Minstrels and fools were the accepted medium in Medieval times, poorer communities relying on their village elders to share a community’s commonly held beliefs and idioms. By comparison digital transmission is but the blink of a gnats eye, it’s so recent. That is a history of a sort, it’s a part of how we learn about ourselves and our place in the world. It’s not the one found in the official tomes. How information is interpreted is often dependent on the source of the story, and who is doing the telling. Established authority always has it’s own reasons for telling it’s story.
Those books of learned, and scholarly teaching that crowd the library shelves, both real and virtual. They often tell a different story; one marked by names and circumstances that few have rarely heard of.
It’s rare that a definitive date can be put to changes in language and meaning, but just occasionally it is possible to put a specific date to an event.
It was the year the term gender was first coined as a terminological distinction applied to human beings to describe masculinity and femininity, by John Money. He also coined the terms gender identity and gender expression. And so the binary roles of being a man or a woman were formalised into language and given authority by someone who wrote what remains a privately published document that has never been peer reviewed. And it was published in the USA.

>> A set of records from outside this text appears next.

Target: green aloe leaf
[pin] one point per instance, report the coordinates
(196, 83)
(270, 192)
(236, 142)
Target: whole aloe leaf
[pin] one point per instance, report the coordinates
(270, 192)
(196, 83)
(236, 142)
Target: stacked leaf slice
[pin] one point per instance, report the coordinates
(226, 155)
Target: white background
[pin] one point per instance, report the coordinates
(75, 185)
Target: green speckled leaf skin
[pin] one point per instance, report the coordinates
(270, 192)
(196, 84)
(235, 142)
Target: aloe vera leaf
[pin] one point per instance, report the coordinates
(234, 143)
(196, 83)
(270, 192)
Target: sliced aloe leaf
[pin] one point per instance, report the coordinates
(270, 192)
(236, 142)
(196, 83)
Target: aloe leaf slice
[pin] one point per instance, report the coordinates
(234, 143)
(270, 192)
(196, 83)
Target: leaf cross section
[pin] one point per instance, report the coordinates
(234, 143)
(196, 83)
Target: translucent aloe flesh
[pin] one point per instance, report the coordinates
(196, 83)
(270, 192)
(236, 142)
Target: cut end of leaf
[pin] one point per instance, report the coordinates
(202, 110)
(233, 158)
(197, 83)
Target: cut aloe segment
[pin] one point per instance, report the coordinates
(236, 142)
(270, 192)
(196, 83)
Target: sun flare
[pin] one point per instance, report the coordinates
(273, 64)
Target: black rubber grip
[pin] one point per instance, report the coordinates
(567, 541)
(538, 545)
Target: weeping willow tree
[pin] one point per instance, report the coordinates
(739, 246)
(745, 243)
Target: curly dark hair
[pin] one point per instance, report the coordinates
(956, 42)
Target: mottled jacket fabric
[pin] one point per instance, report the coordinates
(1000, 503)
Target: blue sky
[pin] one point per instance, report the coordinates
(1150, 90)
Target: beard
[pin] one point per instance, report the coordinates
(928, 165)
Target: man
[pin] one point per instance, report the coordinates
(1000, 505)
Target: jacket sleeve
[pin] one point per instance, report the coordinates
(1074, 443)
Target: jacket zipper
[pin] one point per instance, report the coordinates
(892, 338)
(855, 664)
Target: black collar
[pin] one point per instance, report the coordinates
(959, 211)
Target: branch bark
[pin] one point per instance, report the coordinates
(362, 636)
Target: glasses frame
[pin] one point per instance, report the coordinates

“The past is a foreign country: they do things differently there.” ~ LP Hartley
The US in 1955: McCarthy-ism, rigidly strict roles applied to the role of men and women in society, and the home, Hollywood making films about the Communist threat using the analogy of being invaded by aliens. A land of segregation, overt racism, bus boycotts, deeply ingrained sexism and overt prejudice toward trans people, lesbians, and gay men.
The USA was the superpower in 1955. Europe and the rest of the world were still recovering from the horrors of WWII. For a comparison, the UK still had meat rationing in 1955, and much of Europe was still being rebuilt. It’s little wonder that the US bestrode the world. It had the mighty dollar, and a military to match. It had atomic weapons.
To look at the US today a neutral observer, if there is any such thing, might be moved to suggest that not nearly as much has changed as some would have hoped. It is better, much better than those far off days of long ago, but it is the nature of social reform that those who have the most to gain from them often have to suffer most before being acknowledged.
The US has been in the vanguard of providing the clinical justifications for intervening on everyone born intersex for over 70+ years. It has been the vanguard in the English speaking world, for that is where the nexus of medical authority lies: the USA, the UK and Australia. All other nations have followed in their wake. Until now.
On April 1st 2015 Malta became the first country in the world to adopt legislation onto statute that protects people born intersex from the orthodoxies of pre-emptive, medically unnecessary clinical interventions.
Malta completely rejected the reasoning that is still used today to justify medical interventions on intersex infants and young children, and remains motivated by what was written in Money’s paper all those years ago, in 1955. These days the protocols have a formal title. It’s called the Consensus Statement on Management of Intersex Disorders. The ideas held within it’s pages would be very familiar to Money. It views intersex as a fault requiring fixing, and heterosexuality as the default outcome of it’s interventions.
Malta, and the assiduous work of intersex and trans advocates there and around the world have shown it is perfectly possible to tell another story. It is a story that speaks for those who have been silenced and erased by authority, yet who have overcome almost impossible odds to make their voices heard.
On May 1st 2015 the Green Party made UK political history by affirming it’s support for intersex advocates in it’s LGBTIQ Manifesto as they seek to overcome intersex human rights abuses in the UK.
Malta is the first. There will be many more.
* Here be dragons means dangerous or unexplored territories, in imitation of the medieval practice of putting dragons, sea serpents and other mythological creatures in uncharted areas of maps.